All of the defendants except Shaulson answered the complaint.   In lieu of an answer, Shaulson moved pursuant to CPLR 3211(a)(8) to dismiss the complaint insofar as asserted against him for lack of personal jurisdiction.   In his affidavit, Shaulson averred that he was a resident of Florida, had never been a member of HS Care, did not maintain an office, bank accounts, employees, telephone lines, or mailing addresses in New York, and did not conduct any transactions in New York, either individually or in a corporate capacity.   In opposition, the plaintiffs submitted an affidavit from their counsel, to which was attached, inter alia, documents related to the sale of HS Care to Oakwood LLC, including the asset purchase agreement, the schedule of HS Care's liabilities, and the promissory note.   The Supreme Court granted the motion, finding no evidence that Shaulson was a member of HS Care and noting that he was a resident and domiciliary of Florida at all relevant times.   The plaintiffs appeal.   We reverse.

 Although a plaintiff bears the ultimate burden of proof on the issue of personal jurisdiction (see Cornely v. Dynamic HVAC Supply, LLC, 44 A.D.3d 986, 845 N.Y.S.2d 797;  Ying Jun Chen v. Lei Shi, 19 A.D.3d 407, 407, 796 N.Y.S.2d 126), in opposing a motion to dismiss pursuant to CPLR 3211(a)(8) on the ground that discovery on the issue of personal jurisdiction is necessary, plaintiffs need not make a prima facie showing of jurisdiction, but instead must only set forth “a sufficient start, and show[ ] their position not to be frivolous” (Peterson v. Spartan Indus., 33 N.Y.2d 463, 467, 354 N.Y.S.2d 905, 310 N.E.2d 513;  see American BankNote Corp. v. Daniele, 45 A.D.3d 338, 340, 845 N.Y.S.2d 266;  Ying Jun Chen v. Lei Shi, 19 A.D.3d at 408, 796 N.Y.S.2d 126;  Cordero v. City of New York, 236 A.D.2d 577, 654 N.Y.S.2d 661).

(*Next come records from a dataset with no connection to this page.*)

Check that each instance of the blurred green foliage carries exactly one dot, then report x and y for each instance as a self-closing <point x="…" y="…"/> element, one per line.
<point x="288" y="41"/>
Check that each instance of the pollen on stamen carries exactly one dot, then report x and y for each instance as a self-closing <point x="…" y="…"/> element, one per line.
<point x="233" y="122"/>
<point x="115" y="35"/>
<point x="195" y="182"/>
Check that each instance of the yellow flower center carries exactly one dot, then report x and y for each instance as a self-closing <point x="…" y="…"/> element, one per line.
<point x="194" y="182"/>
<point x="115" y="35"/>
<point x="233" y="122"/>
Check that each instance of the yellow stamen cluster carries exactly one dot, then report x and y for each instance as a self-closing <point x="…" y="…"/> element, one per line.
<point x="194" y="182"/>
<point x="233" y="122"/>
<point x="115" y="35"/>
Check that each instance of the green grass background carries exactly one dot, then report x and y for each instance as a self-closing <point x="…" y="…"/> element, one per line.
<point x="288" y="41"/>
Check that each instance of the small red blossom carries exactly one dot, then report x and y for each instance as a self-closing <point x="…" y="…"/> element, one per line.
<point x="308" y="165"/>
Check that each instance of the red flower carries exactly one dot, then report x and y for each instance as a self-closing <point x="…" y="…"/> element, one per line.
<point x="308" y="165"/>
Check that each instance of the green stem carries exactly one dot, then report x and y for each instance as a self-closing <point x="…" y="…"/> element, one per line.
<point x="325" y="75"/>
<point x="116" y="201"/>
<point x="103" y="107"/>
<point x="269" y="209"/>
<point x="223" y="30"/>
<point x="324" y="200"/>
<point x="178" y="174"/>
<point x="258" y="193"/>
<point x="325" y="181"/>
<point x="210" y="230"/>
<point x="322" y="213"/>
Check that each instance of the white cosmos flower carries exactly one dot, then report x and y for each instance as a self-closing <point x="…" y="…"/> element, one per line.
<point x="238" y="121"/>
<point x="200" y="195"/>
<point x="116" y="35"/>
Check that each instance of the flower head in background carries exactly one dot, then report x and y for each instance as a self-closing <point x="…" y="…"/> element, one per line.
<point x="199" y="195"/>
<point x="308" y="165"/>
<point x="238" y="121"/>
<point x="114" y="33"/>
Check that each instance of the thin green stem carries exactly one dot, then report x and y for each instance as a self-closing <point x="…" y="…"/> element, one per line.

 Here, Shaulson did not dispute his status as a payee on the subject $3,000,000 promissory note, which contains a New York choice-of-law clause, and which was part of a $4,000,000 asset sale between two New York entities, HS Care and Oakwood LLC, the successive receivers of Oakwood, a New York nursing home.   Under the circumstances, and given the “substantial relationship between the transaction and the claim asserted” (Kreutter v. McFadden Oil Corp., 71 N.Y.2d 460, 467, 527 N.Y.S.2d 195, 522 N.E.2d 40), i.e., that the subject promissory note was allegedly part of a fraudulent conveyance to avoid HS Care's multimillion dollar liabilities to creditors, including the plaintiffs, the plaintiffs' opposition to Shaulson's motion was sufficient to warrant denial of the motion without prejudice to renewal upon completion of disclosure on the issue of whether long-arm jurisdiction may be established over Shaulson (see Fischbarg v. Doucet, 9 N.Y.3d 375, 380-381, 849 N.Y.S.2d 501, 880 N.E.2d 22;  Wright v. 299 Union Ave. Corp., 288 A.D.2d 382, 383, 733 N.Y.S.2d 223;  Multi-Modal Intl. v. Anglia N.Am., 227 A.D.2d 600, 643 N.Y.S.2d 600;  Staten Is. Hosp. v. Alliance Brokerage Corp., 166 A.D.2d 574, 576, 560 N.Y.S.2d 859).